Lake Powell Fish Report – April 22, 2020

Photo courtesy of Wayne Gustaveson/Special to the Chronicle. There will be more fish holding in normal spawning areas this year.

Lake Elevation: 3,600 | Water temperature: 55-60 degrees Fahrenheit

By Wayne Gustaveson
Wayne's Words

As I write this report, Lake Powell is closed to boat traffic in Utah and Arizona. Wahweap and Bullfrog launch ramps are closed. County residents can hike and fish from shore, if proper social distancing is honored. We all hope for the dreaded COVID-19 pandemic to be over.


Lake Powell water level is still going down slowly. Air temperature has climbed into the 70s and the runoff from the snowy mountains will soon begin. My guess is Lake Powell water level will bottom out near 3,599 and then begin to refill.


Today the surface water temperature is 55 degrees Fahrenheit in the early morning and rising into the 60s in the afternoon. This is the kick-off temperature for bass and crappie fishing success. Bass fishing has been challenging this month due to cold temperatures. Warming will trigger the spawning instinct in bass and crappie. Bass are unique in that they build spawning beds in about 3 feet of water. They begin in the shallows because water is warmer near the lake surface. Anglers can easily see those shallow beds. Find a bed and cast a plastic jig, worm or Ned rig to excite the male bass that builds the nests and protects it from predators. He will grab the lure, remove it from the nest, and then drop it at a safe distance from the nest. It is easy to catch the nest guard on the day of the spawn and for a few more days. Later he gets a bit fussier (after being hooked and released a few times). I suggest fishing for larger female bass that are in deeper water close to the nest site.


Walleye completed their spawn in March. They are now searching for food, which is limited until shad spawn. Use a bottom bouncer rig and a live night crawler on a slow retrieve to catch some of the tastiest fish in the lake. There is no limit on walleye since they are catchable only in April and in May. Later, when shad area more abundant, they feed at night.


Striper fishing is questionable? I have not been out since the lake closed. Normally stripers move to the main channel and follow the deep-water current toward the dam. The dam impedes their travel and they turn around and eventually end up at the normal spots: Dam, Chains, Buoy 3, Power plant intake, Buoy 9, Navajo Canyon, et cetera.

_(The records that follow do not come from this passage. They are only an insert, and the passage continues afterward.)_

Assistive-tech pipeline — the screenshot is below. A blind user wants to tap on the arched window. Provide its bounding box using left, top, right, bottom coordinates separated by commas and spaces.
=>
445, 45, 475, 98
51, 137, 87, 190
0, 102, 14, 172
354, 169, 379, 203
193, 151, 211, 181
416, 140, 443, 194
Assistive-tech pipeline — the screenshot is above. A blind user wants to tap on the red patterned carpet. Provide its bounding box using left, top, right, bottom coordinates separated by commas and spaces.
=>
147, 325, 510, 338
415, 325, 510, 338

Stripers are fat and healthy this year. The majority of the population will spawn this spring. In other years, the unfertile fish head to the channel, but in 2020 there will be more fish holding in normal spawning areas.


Stripers spawn at night on the surface. That makes them invisible to most anglers. The common spawning area is deep water next to a high cliff wall. The secret is to look along the west side of a tall east cliff wall.


I have found spawning fish in the very early morning along the shade line before the sun hits the water. They are not looking for food but will hit a fly or small surface lure. Normally, I catch big stripers in the shade, trolling lures to find the school and casting surface lures and flies once the school is located.


This year, 2020, is incredibly unusual with closures, spawning stripers, big bass, and who knows what is yet to come.  Be ready to get here once the lake opens back up to enjoy the beauty and grandeur that we all love.